ワカトキは奴隷を逃がしたことで笑顔が増していた。


「調子が上がってきた見たいだな。俺に何かあったら、ワカトキが俺の代わりになってくれよ。」と廃絶が言った。

「何かあったらってなんだよ!」っと笑いながら廃絶の頭をポンポンするワカトキ。


「あんまり、声出しだらダメだよ。さっさと先に進もう。」


そういうとワカトキと廃絶を見て、美波は湯地の背中を押し、進んで行った。



「おい、誰だ!そこに居るのは!」


みんなが2階の階段を上がってすぐ、後ろからそんな声が響き渡った。


「迎えに来たよ。鳶田さん。」


美波はそう言うと振り返った。


「なんで来たんだ。来ちゃダメだ。」


鳶田は走って美波の前に行き、肩を掴んでそう言った。


「奴隷は解放したよ。これで後は、お母さんお父さんを何とかするだけだから!」と笑う美波の頭を撫でた。

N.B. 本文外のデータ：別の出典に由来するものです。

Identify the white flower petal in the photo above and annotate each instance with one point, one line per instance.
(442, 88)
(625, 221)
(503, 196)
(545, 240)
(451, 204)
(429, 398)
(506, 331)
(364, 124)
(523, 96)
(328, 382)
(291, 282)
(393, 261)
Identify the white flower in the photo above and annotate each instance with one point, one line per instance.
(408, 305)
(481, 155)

そして、みんなの方を向いて涙を流しながらこう言った。


「俺の為にありがとう。2人は一番奥の部屋にいる。俺も一緒に行くよ。」


鳶田は潔癖症では無く、帰ってきた親の影響で人と愛を持って関わることを封じ、人と触れることを無意識に避けていたのだった。

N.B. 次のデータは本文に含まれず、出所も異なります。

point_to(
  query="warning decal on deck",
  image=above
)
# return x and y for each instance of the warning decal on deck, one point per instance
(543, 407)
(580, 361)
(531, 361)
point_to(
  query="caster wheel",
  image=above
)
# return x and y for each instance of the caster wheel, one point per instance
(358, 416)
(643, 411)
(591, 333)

しかし、信じていい仲間が出来たことによって、封をあけ、避けることも無くなったのだ。



物音に気づき、「みんな、行くぞ!」と目付きを変えた緋色が言った。


恐怖、不安、苦しさの全てを押し殺してみんなは前へと進んで行った。



ガチャ


そっと扉を開けると、そこには男性と女性が退屈そうにテレビを見ていた。


そして、


「今から何が始まるのか楽しみ〜。」と言って2人はドアの方へと顔を向けたのだった。


その姿に1歩後ろへ下がる者もいた。

それでも、前へ進もうとする意思が足をつき動かした。


タッタッタッ


最初にドアの先へと進んだのは廃絶だった。

それに続いて緋色、ワカトキ、神無、湯地が中へと入っていった。

他のみんなも進んでいこうとするが、2人がかりに苦戦するメンバーを見て、動けなくなってしまった。

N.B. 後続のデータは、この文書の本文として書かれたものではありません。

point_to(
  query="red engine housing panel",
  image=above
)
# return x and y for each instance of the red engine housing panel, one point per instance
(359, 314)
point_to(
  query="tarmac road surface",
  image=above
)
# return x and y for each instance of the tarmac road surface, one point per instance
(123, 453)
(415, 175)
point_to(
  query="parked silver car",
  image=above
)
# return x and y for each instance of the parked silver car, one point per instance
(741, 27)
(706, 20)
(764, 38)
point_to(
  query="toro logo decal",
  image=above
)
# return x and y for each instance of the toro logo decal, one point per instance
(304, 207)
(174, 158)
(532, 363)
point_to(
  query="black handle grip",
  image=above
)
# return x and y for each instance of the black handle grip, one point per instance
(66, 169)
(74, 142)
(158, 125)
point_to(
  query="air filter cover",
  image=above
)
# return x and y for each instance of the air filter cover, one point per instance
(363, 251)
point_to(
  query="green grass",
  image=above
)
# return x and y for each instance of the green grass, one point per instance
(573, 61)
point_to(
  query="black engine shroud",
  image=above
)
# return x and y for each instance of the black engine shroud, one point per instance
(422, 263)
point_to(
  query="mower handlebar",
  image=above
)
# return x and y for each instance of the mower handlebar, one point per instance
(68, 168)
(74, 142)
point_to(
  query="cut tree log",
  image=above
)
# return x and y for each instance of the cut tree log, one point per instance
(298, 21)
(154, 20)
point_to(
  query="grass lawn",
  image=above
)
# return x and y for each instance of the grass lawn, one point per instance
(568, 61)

「この状況を見てわかる通り、この2人はやばい。ここは俺たちに任せて、周りを見張ってくれ。」と真城が言った。


その真城を突き飛ばす形で大羅が中に入っていった。


「何すんだ大羅!」とムカッとした表情で真城も中へと進んでいった。


「私も戦うよ。」


そう言い出したのは都だった。


「女だからって舐められないようにここで力を見せないと。」


「でも…」という美波に「ごめん。」と言うと、中に入ってしまった。



1日前


「美波は絶対に戦ったらダメ。大将の首を取られた方が負けだ。騎馬戦と同じなんだよ。他のみんなもそう言ってる。」



現在


「湯地はそう言ってたけど、私もこのままじっとしてるだけなんてダメだ。」


そう言うとドアの前へと進んで行った。

ドアの向こうには血だらけになりながらも戦っている姿があった。

敵も味方も、ボロボロになり、痛々しい体になっていた。


グシャッ


グシャッ


2人の顔にキツイ一撃が入り、決着がついた。

女性に決めたのは緋色、男性に決めたのは廃絶だった。


「これで終わったな。」とワカトキが言った。

片腕しかないその手で、2人を担ぎ、椅子に座らせた。



「たっぷりと反省をしてもらいます。」

戦いが終わると美波はそう言ってペンと紙を2人に持たせた。